AB tarafından finanse edilen ve 2023 – 2025 yıllarını kapsayacak "Bizim Medyamız" projesinin partnerleri şöyle:
- Güney Doğu Avrupa Medya Profesyonelleşmesi Ağı (SEENPM)
- Arnavutluk Medya Enstitüsü (Tiran)
- Mediacentar Vakfı (Sarajevo)
- Kosova Basın Konseyi
- Karadağ Medya Enstitüsü (Podgorica)
- Makedonya Medya Enstitüsü (Üsküp)
- Novi Sad Gazetecilik Okulu (Novi Sad)
- Barış Ensitüsü (Ljubljana)
- bianet (Türkiye).
"Bizim Medyamız" projesinin IPS İletişim Vakfı/bianet adına araştırmacısı vakfın araştırma koordinatörü Sinem Aydınlı.
Yeni bir sivil toplum hareketi: Bizim Medyamız
Projenin kapsamı
Proje, medyanın sürdürülebilirliğine yönelik ana eğilimleri, riskleri ve fırsatları belirlemek ve medya özgürlüğü ile medya ve bilgi okuryazarlığını (MIL) desteklemek için medya aktivizmi çalışmalarındaki iyi uygulamaları haritalandırabilmeye yönelik bir araştırmayla başlıyor. Araştırma bulguları, medyadaki zorlukları ele alabilmek için medya alanındaki STK'lerin ve diğer paydaşların kapasitelerini güçlendirmek için kullanılacak.
"Bizim Medyamız" kapsamında gazetecilerin, medya kuruluşlarının ve medya kurumlarının kapasitesilerini anlamaya yönelik savunuculuk faaliyetleri yapılacak. Yerel ve ulusal medya ve diğer aktörlerin, medyadaki toplumsal cinsiyet eşitsizliklerine yönelik medya aktivizmi çalışmaları yapması teşvik edilecek.
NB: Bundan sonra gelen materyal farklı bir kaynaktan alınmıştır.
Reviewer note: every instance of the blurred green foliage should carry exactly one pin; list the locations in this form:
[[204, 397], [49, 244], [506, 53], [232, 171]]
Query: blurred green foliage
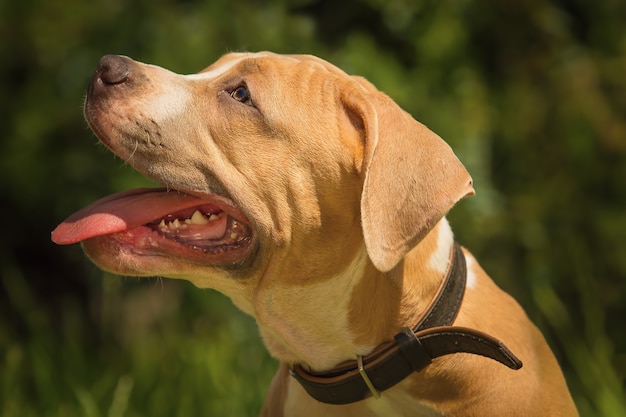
[[531, 95]]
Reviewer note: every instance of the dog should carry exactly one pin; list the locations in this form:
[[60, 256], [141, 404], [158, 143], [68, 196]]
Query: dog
[[318, 206]]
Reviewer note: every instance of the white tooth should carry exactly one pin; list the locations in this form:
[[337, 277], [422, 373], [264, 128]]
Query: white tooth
[[198, 218]]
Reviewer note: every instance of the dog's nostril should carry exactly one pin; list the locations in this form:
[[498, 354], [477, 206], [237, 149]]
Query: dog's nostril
[[113, 69]]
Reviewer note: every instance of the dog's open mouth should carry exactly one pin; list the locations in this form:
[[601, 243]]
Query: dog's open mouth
[[161, 222]]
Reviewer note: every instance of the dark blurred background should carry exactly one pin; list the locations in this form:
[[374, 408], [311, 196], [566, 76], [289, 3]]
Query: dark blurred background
[[531, 95]]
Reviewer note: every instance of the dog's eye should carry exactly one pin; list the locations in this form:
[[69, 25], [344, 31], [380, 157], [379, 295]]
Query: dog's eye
[[242, 95]]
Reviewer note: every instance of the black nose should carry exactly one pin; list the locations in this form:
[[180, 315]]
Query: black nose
[[113, 69]]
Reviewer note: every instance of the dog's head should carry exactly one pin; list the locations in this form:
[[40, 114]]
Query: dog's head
[[272, 165]]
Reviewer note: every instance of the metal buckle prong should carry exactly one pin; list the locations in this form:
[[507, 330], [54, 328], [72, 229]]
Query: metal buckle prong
[[366, 378]]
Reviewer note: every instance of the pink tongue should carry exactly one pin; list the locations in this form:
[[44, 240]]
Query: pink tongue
[[122, 211]]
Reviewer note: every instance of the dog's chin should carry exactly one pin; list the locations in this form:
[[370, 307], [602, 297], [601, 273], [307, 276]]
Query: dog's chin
[[147, 251]]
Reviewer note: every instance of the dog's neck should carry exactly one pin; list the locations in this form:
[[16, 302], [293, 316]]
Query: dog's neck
[[328, 322]]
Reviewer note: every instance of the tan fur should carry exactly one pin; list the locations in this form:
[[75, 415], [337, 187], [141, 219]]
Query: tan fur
[[346, 195]]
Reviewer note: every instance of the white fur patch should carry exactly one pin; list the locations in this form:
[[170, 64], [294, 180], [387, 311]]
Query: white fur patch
[[324, 306], [471, 275], [441, 257]]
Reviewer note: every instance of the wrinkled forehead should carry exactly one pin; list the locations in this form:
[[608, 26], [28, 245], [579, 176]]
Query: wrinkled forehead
[[232, 60]]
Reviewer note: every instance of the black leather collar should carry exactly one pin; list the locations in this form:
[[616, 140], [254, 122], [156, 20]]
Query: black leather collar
[[411, 351]]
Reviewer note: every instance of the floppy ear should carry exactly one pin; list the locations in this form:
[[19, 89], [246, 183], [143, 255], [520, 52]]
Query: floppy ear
[[412, 177]]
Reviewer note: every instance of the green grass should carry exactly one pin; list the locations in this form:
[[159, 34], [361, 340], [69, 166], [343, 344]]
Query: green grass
[[160, 348]]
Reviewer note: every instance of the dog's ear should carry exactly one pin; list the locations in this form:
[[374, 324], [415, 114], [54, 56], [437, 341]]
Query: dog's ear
[[412, 177]]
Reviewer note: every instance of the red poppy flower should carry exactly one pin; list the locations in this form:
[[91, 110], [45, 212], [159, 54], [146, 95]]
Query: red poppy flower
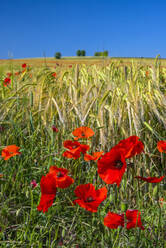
[[82, 132], [17, 73], [147, 73], [162, 202], [1, 128], [10, 151], [88, 197], [9, 74], [24, 65], [34, 184], [48, 192], [95, 156], [75, 149], [113, 220], [55, 129], [112, 166], [72, 154], [54, 74], [151, 179], [6, 81], [61, 177], [131, 146], [133, 219], [161, 146]]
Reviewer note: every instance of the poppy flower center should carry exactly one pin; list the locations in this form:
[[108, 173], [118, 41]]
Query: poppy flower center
[[75, 146], [59, 174], [89, 199], [118, 164]]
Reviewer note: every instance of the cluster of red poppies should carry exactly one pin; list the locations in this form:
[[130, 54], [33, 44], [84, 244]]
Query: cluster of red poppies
[[111, 167]]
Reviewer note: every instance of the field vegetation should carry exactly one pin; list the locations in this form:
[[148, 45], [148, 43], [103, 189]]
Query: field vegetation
[[41, 104]]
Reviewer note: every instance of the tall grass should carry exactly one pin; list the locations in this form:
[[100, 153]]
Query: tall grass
[[116, 101]]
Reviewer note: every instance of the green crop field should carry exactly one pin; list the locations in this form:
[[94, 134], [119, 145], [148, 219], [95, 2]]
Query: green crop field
[[41, 103]]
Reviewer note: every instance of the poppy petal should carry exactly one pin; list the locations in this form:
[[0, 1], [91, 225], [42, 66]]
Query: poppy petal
[[133, 219], [161, 146]]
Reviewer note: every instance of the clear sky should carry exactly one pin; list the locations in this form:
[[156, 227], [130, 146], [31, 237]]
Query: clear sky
[[126, 28]]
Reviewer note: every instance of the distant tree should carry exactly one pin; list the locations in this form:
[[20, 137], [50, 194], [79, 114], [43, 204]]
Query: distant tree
[[97, 54], [105, 53], [78, 52], [58, 55], [83, 53]]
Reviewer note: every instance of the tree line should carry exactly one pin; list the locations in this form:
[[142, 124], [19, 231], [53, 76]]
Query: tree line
[[82, 53]]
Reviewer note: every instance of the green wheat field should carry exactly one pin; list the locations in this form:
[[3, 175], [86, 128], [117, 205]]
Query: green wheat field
[[116, 98]]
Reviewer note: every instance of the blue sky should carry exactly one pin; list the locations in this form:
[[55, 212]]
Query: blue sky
[[126, 28]]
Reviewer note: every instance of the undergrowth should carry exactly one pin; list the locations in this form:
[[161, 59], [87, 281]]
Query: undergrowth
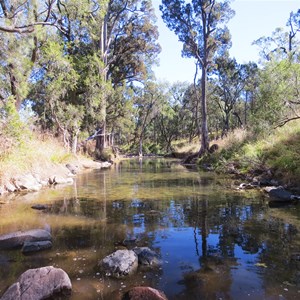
[[277, 150]]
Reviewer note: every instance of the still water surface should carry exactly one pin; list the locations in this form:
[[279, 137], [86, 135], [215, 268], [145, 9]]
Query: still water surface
[[215, 242]]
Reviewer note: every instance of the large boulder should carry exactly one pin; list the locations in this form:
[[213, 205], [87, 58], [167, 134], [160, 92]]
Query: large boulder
[[144, 292], [17, 239], [41, 283], [120, 263], [147, 257]]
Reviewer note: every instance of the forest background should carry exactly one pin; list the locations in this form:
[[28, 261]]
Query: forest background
[[72, 73]]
Proje kapsamında ayrımcılığa ve cinsiyetçi kalıp yargılara karşı çıkma ve yapılacak çeşitli aktiviteler aracılığıyla toplumsal cinsiyet eşitliğini destekleme konusunda genç liderler güçlendirilecek.
Proje, kentsel ve kırsal alanlardaki STK'lere verilen mali destekle, yurttaşların MIL becerilerini geliştirmek, medya özgürlüğü ve bütünlüğünü desteklemek ve propaganda, nefret söylemi ve dezenformasyondan kaynaklanan kutuplaşmaya karşı koymak amacıyla yerel topluluklara ulaşacak.